Now, and after reviewing the four most popular cloud storage services, let’s see how they compare to each other in terms of all the elements that matter to us as end users:
Ease of use
This is where Dropbox is unrivaled, featuring the start-up checklist which is a simple step -by-step explanation of all the service’s features. In the same context, Google Drive offers a fairly smart intuitive interface but it’s a bit more cumbersome than Dropbox. Evernote takes a bit more work to learn but once competent, you can fly through the program and Amazon Cloud is the least intuitive. OneDrive falls somewhere in the middle between Dropbox and Google Drive. As an aside, the ebook “Evernote Essentials” provides a comprehensive explanation of all features of Evernote, and I’d recommend it to get the most out of the program if you do choose to use Evernote.
Free storage space
Google Drive and OneDrive provide 15 GB shared between Drive, Gmail, and Photos. Amazon Cloud and Pi data centers is a bit less, offering 5 GB, in addition to the Cloud Player for media. This is far greater than the 2 GB offered by Dropbox, and the rather tiny monthly 60 MB allotment of Evernote.
Paid storage plans
Obviously, Amazon crushes the competition here; offering good plans beginning from $ 10 yearly. Google comes next; with monthly plans beginning from $ 2.49. Then comes Evernote and OneDrive; offering $ 5 monthly (or $ 45 yearly) plans. And Dropbox comes at last, with monthly plans beginning from $ 9.99 (or $ 99 yearly). But remember, this shouldn’t be the sole criterion that determines which service to choose; services’ features are the most important, and anyway, you might not even need more than the provided free space, as I’ve never gone over the monthly storage even on Evernote.
Ease of sharing
Dropbox provides quite a bit easier file sharing than Google Drive and Evernote, which take more keystrokes and clicks to share files. Also, Dropbox includes a variety of options for sharing, providing either read-only access or full read-and-write access, offered by Google Drive as well, which obviously enhances collaboration. Amazon Cloud offers sharing only via providing a link to the shared item which makes it the least useful for sharing and collaboration. Google Drive makes sharing documents easy especially if you have a Google account, but also adds the ability to share via Facebook and Twitter, although its arguable whether you’d need that feature. OneDrive is fairly easy, but nowhere near the ease of Google Drive sharing.

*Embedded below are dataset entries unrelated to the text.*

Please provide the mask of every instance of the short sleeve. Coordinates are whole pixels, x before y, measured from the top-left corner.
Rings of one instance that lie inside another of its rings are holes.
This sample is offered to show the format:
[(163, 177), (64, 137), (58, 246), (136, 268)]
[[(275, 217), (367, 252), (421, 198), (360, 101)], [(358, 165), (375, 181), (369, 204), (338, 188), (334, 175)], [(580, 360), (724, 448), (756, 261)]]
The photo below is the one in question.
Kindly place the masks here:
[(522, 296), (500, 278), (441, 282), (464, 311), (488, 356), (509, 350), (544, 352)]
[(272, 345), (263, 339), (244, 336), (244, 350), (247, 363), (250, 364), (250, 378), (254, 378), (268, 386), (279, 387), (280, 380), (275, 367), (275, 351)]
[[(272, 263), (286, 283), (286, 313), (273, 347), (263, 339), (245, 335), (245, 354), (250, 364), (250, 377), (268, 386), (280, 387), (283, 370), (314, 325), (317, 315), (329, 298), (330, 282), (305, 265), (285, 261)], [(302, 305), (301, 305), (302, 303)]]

In addition to sharing media files, this is where Amazon Cloud Drive outperforms, by offering special apps that allow you to back-up your iPhone photo galleries, and your shared albums become accessible from any iOS device. On the other hand, we find that Dropbox still needs to enhance photo sharing options. Also, Google Drive, OneDrive, and Evernote are a bit more complex in terms of photo sharing but come in ahead of Dropbox. Remember too that if you sync your camera roll with OneDrive, you’ll get an additional 3 GB of storage for free.
Preview office documents
Both Google Drive and Evernote provide the ability to preview office documents, with the edge going to Google Drive, as when you open a file, it opens in Google Drive’s own version of the relevant Office program. This allows you can manage files online without having to open up the office program, save the file, then re-upload it to the cloud, as you have to do with Evernote, where your files are stored as actual Office files. In this respect, Dropbox and Amazon Cloud Drive are completely out of competition as they don’t provide options for previewing office documents. OneDrive does provide previewing of documents, but they load slowly and it does not work as well as Google Drive.
In addition to emailing you to seek verification prior to sharing or changing any of your data, Dropbox and OneDrive also provide even more security through the optional two-factor authentication, which helps largely eliminate many serious security gaps. A similar feature is provided by Google Drive (but you need to sign up for it (don’t worry, its free)), and Evernote Premium has the additional PIN code lock. Clearly this is a point where Amazon Cloud largely falls short as they have no two factor verification which is becoming the standard base for security online.
The “X” Factor
There is one unique feature that is only available on Evernote Premium as I discussed above: the ability to search within PDF’s, documents, and photos. I wouldn’t base my choice on cloud storage programs only on this factor, but that feature is incredible in its own right and should be considered when choosing a cloud storage program.
So, what’s the bottom line? Which one should I use? Obviously this depends on the file types intended for cloud storage, and what you need these files for. If you’re just looking to store family photos, Amazon Cloud is the obvious choice, but if you need anything more than that you should look at the other 4 titans of cloud storage. As I’ve recommended extensively on Four Hour Physician , utilizing any sort of cloud storage program is going to simplify your life tremendously, as no longer will you need to shuffle through piles of papers to find what you need. In the end, I would recommend trying out all four programs and see what works best for you and makes the most sense for you. Give them all a try, and you’ll be able to free your time and liberate your life!